Located nearly 10 times as far from the sun as Earth, Saturn is the second-largest planet in our solar system behind Jupiter, with a volume 750 times greater than Earth. Saturn, made up mostly of hydrogen and helium, is orbited by 83 known moons, including Titan, the solar system's second-largest moon - bigger than the planet Mercury.
Cassini orbited Saturn 294 times from 2004 to 2017, obtaining vital data including gravity measurements that were key to the new study, before the robotic explorer made a death plunge into the planet.
A study published in 2019 provided evidence that the rings were a relatively recent addition, and the new research expanded on those findings. In the new study, the researchers proposed a multi-step process to explain the formation of Saturn's rings.

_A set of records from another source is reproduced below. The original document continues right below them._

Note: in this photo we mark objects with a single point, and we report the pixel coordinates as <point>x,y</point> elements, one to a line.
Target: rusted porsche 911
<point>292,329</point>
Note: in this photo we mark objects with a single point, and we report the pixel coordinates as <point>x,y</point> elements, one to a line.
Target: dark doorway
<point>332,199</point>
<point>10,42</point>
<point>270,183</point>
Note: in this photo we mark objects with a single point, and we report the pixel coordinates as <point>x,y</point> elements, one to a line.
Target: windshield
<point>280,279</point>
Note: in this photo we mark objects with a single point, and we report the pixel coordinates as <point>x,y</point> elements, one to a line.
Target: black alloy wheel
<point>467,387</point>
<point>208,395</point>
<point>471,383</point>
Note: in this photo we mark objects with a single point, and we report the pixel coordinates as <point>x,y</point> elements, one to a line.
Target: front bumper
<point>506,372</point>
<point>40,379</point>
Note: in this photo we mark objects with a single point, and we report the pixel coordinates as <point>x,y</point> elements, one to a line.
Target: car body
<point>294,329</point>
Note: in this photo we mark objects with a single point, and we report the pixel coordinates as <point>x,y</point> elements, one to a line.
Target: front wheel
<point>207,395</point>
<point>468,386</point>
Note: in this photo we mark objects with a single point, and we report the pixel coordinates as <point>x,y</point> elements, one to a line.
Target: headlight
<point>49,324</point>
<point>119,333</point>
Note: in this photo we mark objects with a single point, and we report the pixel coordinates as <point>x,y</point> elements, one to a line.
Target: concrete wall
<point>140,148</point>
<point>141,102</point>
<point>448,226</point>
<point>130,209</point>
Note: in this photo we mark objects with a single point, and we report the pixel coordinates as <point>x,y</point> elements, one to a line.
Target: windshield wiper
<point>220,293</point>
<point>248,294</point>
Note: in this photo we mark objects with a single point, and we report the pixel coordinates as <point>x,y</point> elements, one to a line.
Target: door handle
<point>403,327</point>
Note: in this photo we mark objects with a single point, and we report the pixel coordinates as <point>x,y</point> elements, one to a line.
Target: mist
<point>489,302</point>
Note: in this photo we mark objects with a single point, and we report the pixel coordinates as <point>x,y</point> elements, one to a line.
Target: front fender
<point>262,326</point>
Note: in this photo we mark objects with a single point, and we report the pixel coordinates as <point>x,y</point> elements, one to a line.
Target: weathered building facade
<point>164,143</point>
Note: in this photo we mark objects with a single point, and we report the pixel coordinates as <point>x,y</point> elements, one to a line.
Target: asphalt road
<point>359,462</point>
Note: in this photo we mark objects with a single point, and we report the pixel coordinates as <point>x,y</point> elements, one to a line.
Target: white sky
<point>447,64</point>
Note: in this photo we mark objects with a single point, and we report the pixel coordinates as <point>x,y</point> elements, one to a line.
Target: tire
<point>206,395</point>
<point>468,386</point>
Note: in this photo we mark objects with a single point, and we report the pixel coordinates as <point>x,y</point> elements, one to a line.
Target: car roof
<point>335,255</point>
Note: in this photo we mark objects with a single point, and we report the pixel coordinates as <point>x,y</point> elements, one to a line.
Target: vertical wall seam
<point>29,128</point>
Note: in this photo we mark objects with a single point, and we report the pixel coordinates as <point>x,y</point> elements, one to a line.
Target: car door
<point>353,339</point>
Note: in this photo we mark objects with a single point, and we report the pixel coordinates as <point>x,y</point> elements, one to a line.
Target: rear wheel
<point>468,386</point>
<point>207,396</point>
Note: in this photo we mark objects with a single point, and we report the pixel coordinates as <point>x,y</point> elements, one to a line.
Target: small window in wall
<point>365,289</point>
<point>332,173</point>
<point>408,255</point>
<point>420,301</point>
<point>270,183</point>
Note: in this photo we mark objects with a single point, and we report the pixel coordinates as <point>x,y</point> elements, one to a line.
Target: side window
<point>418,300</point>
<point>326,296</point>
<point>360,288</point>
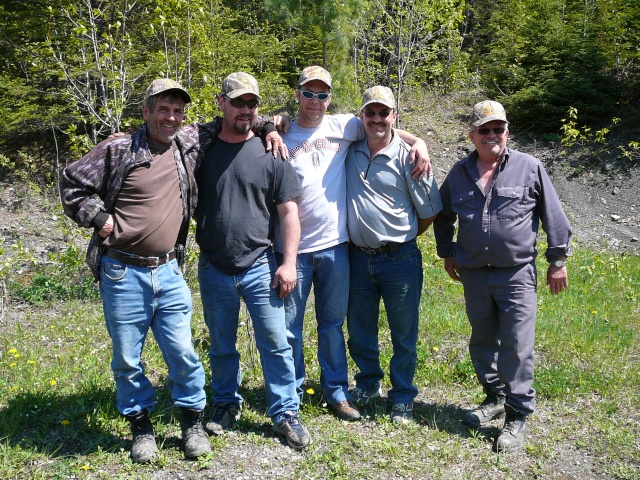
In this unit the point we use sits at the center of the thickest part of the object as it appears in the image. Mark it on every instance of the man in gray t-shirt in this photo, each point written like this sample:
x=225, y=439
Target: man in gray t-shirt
x=242, y=190
x=387, y=210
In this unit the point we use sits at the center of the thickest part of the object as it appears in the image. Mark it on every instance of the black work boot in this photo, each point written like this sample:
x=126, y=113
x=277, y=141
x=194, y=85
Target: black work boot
x=194, y=439
x=490, y=409
x=513, y=433
x=144, y=446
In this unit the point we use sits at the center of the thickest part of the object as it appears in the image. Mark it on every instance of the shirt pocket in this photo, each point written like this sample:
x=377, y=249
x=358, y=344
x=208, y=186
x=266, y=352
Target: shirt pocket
x=462, y=203
x=512, y=202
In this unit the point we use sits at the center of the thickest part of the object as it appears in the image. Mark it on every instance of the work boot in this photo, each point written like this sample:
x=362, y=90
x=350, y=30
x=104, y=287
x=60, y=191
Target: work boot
x=194, y=439
x=144, y=446
x=513, y=433
x=345, y=410
x=490, y=409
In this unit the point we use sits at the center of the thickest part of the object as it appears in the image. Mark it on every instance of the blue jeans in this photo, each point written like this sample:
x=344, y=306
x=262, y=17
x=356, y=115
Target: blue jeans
x=328, y=271
x=136, y=299
x=397, y=279
x=221, y=295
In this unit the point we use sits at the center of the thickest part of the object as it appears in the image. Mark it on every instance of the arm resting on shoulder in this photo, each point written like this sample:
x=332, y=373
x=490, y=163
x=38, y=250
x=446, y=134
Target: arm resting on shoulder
x=286, y=275
x=419, y=153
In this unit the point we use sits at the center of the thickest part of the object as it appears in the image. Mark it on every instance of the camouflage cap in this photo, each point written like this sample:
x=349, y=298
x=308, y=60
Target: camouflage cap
x=239, y=83
x=314, y=73
x=378, y=94
x=487, y=111
x=164, y=84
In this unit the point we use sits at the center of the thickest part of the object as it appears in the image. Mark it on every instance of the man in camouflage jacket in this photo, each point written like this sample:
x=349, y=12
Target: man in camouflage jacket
x=127, y=189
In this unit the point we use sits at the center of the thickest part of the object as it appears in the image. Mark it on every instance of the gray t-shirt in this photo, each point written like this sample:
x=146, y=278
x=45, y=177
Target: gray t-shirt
x=239, y=187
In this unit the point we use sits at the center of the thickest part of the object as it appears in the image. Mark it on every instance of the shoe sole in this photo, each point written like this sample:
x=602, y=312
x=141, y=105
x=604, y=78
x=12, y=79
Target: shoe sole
x=482, y=424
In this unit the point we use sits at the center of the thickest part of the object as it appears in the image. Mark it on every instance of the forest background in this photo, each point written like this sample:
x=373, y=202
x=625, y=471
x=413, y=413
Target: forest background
x=74, y=71
x=568, y=72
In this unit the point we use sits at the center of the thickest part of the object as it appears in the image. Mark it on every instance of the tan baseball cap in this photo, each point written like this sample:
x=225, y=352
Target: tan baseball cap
x=164, y=84
x=314, y=72
x=487, y=111
x=239, y=83
x=378, y=94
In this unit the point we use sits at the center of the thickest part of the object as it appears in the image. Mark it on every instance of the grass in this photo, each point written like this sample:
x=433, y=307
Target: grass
x=58, y=417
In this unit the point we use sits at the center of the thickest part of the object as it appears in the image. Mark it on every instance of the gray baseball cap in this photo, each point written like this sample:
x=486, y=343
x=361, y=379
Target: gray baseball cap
x=314, y=72
x=164, y=84
x=487, y=111
x=378, y=94
x=239, y=83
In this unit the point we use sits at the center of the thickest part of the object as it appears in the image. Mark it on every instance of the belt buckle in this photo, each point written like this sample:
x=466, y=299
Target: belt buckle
x=152, y=261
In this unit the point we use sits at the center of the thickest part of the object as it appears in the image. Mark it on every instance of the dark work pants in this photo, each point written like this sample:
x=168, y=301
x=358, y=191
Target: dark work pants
x=501, y=305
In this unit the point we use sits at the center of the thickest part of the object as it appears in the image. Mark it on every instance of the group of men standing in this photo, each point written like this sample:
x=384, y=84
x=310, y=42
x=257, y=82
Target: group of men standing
x=341, y=215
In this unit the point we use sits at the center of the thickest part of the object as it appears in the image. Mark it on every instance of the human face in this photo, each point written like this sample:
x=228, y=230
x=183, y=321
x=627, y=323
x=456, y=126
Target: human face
x=378, y=121
x=490, y=146
x=166, y=119
x=238, y=120
x=311, y=111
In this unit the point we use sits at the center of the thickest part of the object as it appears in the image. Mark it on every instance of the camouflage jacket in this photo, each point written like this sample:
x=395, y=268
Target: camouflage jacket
x=91, y=185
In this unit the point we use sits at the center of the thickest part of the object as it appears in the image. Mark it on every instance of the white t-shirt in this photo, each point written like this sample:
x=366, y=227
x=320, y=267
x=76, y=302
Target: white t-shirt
x=318, y=155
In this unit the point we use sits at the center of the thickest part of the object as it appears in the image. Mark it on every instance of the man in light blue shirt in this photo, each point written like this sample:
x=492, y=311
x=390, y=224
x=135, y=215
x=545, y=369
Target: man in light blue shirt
x=387, y=210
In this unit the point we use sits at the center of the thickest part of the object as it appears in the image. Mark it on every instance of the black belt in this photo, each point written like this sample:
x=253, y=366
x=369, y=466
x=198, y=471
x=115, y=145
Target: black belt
x=137, y=261
x=388, y=248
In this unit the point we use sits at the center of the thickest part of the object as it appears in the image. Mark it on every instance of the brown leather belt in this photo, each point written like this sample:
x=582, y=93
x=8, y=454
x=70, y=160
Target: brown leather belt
x=137, y=261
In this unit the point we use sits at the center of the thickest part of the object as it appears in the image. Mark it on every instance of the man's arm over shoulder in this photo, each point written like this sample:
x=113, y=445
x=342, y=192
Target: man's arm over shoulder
x=444, y=223
x=83, y=184
x=286, y=275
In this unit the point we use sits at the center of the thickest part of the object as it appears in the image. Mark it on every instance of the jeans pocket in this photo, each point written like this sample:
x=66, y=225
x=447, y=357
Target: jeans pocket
x=113, y=271
x=175, y=268
x=202, y=262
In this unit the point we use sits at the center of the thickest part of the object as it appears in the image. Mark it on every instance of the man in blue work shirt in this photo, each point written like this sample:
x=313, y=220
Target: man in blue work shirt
x=499, y=196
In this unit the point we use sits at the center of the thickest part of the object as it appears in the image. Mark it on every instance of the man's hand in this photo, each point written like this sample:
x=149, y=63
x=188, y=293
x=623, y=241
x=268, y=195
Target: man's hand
x=420, y=155
x=451, y=268
x=107, y=228
x=557, y=279
x=275, y=145
x=285, y=277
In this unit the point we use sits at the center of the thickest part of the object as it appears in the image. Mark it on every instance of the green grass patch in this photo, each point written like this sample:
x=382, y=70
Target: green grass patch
x=58, y=417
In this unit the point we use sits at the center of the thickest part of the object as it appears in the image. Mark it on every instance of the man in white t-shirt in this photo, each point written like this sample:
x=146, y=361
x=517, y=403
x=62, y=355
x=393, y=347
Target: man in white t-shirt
x=318, y=145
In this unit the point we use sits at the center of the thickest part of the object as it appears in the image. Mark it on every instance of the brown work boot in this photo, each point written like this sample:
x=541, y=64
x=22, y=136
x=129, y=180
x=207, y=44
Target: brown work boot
x=144, y=446
x=194, y=439
x=491, y=409
x=345, y=410
x=513, y=434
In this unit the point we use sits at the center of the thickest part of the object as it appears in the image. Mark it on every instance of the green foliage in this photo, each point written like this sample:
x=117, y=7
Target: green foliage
x=58, y=408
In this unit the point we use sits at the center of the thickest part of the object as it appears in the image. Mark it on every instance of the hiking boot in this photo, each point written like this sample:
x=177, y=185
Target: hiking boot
x=402, y=412
x=194, y=439
x=492, y=408
x=513, y=434
x=362, y=397
x=144, y=446
x=292, y=429
x=225, y=416
x=345, y=410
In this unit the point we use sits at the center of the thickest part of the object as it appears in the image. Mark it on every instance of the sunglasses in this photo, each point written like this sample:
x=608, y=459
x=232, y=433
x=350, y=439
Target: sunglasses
x=485, y=131
x=309, y=95
x=383, y=113
x=239, y=103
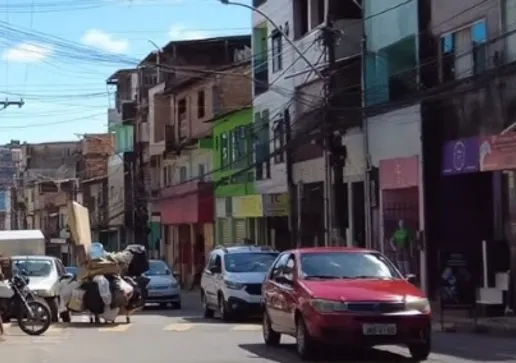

The Saturnian system formed with Chrysalis among the many moons present, they said. At the outset, the planet's spin axis was perpendicular to its orbital plane around the sun but the gravitational effects of the distant planet Neptune on the Saturnian system tilted Saturn's spin axis.
The drama began when Titan's orbit around Saturn began to drift outward - a process still occurring - destabilizing the orbit of Chrysalis, they said. Titan's outward migration is considered relatively rapid, at about 4 inches (11 cm) per year - which does not sound like much but over time amounts to a lot, especially for such a big moon.
The orbit of Chrysalis deteriorated and the moon ventured so close to Saturn that it disintegrated, the researchers said.
"Saturn's gravitational force ripped it apart in the way Jupiter ripped apart the Shoemaker-Levy 9 comet," Militzer said, referring to a comet that ultimately plummeted into Jupiter in 1994.
"With Chrysalis gone, Neptune no longer could change Saturn's spin axis. So the planet was left spinning at an angle of 27 degrees," Militzer added.
In comparison, Earth's tilt is about 23 degrees.